Gateaux vs. Frechet in Calc.Variations

[Trying2Learn]

Good Morning

Could someone summarize the distinction between the Frechet and the Gateaux derivative with specific regard to the Calculus of Variations?

Why use one or the other? Or both? Is one easier than the other? More precise? Or Accessible?

I feel I understand the process, but with all things mathematical, I could be assuming I understand when I really don't.

 

[fresh_42]

Good Morning

Could someone summarize the distinction between the Frechet and the Gateaux derivative with specific regard to the Calculus of Variations?

Why use one or the other? Or both? Is one easier than the other? More precise? Or Accessible?

I feel I understand the process, but with all things mathematical, I could be assuming I understand when I really don't.

I once tried to answer the same question and found what I summarized here (at the beginning):
https://www.physicsforums.com/insights/pantheon-derivatives-part-ii/

What I see is, that it depends on how the Gâteaux derivative is defined, how variations are affected, namely: continuity and additivity. Fréchet seems to set more strict conditions, which are useful for variations, whereas Gâteaux is most general in order to define a derivative if anyway possible.

 

[Trying2Learn]

I once tried to answer the same question and found what I summarized here (at the beginning):
https://www.physicsforums.com/insights/pantheon-derivatives-part-ii/

What I see is, that it depends on how the Gâteaux derivative is defined, how variations are affected, namely: continuity and additivity. Fréchet seems to set more strict conditions, which are useful for variations, whereas Gâteaux is most general in order to define a derivative if anyway possible.

Hi Fresh_42

That is what I was thinking. I got that from the same document. However, (and forgive me for the vague writing), the words reside in my head as tap dancing (for me and please do not take that as a criticism of your response, as it is an admission of my ignorance).

Is there any way you can make this more concrete? I am not a mathematician. I am using this for dynamics and Hamilton's Principle.

I am just searching for enough of an explanation so I can be happy, but not so much that I get inundated. I don't know where to draw the line.

 

[fresh_42]

Fréchet implies Gâteaux in all directions. So if you have nice topological spaces, e.g. $\mathbb{R}^n$, and your derivatives are linear, there is no need to deal with Gâteaux. So ordinary Jacobi matrices would be fine. You said dynamics, but dynamics of what? Dynamics in QFT is probably different from dynamics in mechanics.

If you only have convex, normed vector spaces, possibly infinite dimensional, and your derivatives are neither required to be continuous nor additive, then you have to carefully manage the properties and the theorems you can apply.

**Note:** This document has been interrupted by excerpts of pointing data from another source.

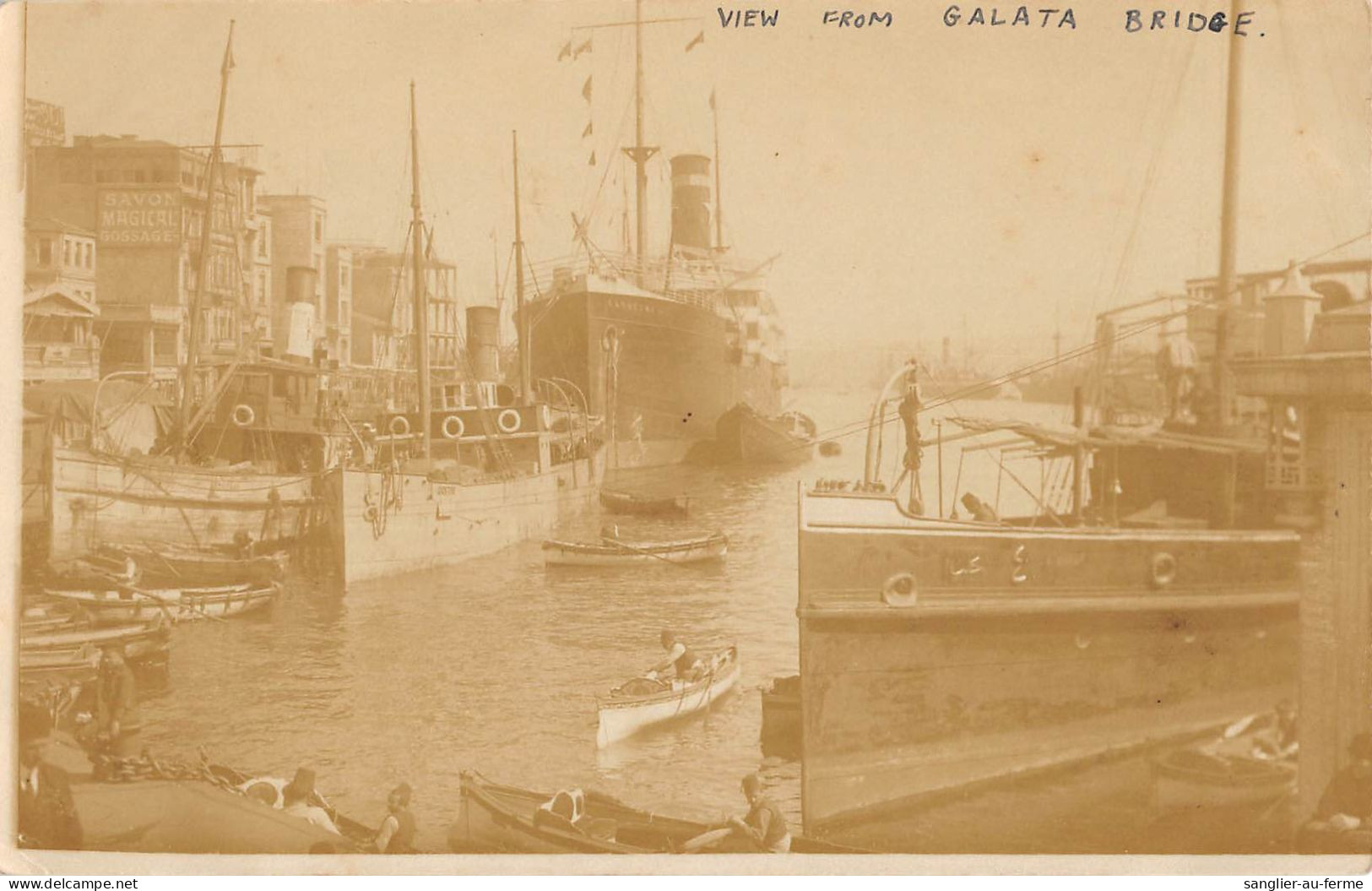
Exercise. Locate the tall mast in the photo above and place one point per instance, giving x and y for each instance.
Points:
(638, 151)
(1228, 231)
(420, 296)
(520, 322)
(719, 199)
(206, 227)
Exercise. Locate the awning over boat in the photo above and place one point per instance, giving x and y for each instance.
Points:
(1062, 439)
(132, 415)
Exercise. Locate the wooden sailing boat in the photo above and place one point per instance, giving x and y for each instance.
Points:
(99, 496)
(483, 471)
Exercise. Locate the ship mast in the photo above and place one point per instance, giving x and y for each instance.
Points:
(638, 151)
(1228, 232)
(520, 322)
(206, 227)
(420, 296)
(719, 199)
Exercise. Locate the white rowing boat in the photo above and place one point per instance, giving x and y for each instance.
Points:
(615, 552)
(133, 605)
(643, 702)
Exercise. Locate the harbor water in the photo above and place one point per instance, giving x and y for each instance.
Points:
(494, 665)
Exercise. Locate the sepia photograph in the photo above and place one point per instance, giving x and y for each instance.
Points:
(786, 437)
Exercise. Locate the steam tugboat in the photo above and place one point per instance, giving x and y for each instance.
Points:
(939, 652)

So it is more like what do we have, than what shall be required. Moreover, Gâteaux doesn't seem to be used the same way across different textbooks, which is why condition management is necessary.

 

[Trying2Learn]

Fréchet implies Gâteaux in all directions. So if you have nice topological spaces, e.g. $\mathbb{R}^n$, and your derivatives are linear, there is no need to deal with Gâteaux. So ordinary Jacobi matrices would be fine. You said dynamics, but dynamics of what? Dynamics in QFT is probably different from dynamics in mechanics.

If you only have convex, normed vector spaces, possibly infinite dimensional, and your derivatives are neither required to be continuous nor additive, then you have to carefully manage the properties and the theorems you can apply.

So it is more like what do we have, than what shall be required. Moreover, Gâteaux doesn't seem to be used the same way across different textbooks, which is why condition management is necessary.

Thanks again... and...

Could you repeat what you just wrote but with a focus on rigid mutli-body dynamics?

 

[fresh_42]

Thanks again... and...

Could you repeat what you just wrote but with a focus on rigid mutli-body dynamics?

The shortest way I can think of: Show me the equations (and spaces) and I'll tell you what it is.

The second shortest, which I assume apply to rigid bodies:
finite dimensional, Euclidean space + Jacobi matrix $\Longrightarrow$ Fréchet $\Longrightarrow$ Gâteaux

In case you have it the other way around, i.e. given the requirement that something has a Fréchet, resp. Gâteaux derivative, then it should also be said somewhere, what this means. Not necessarily in the Fréchet case, which is unambiguous, but in the Gâteaux case as it depends to some extend on the definition.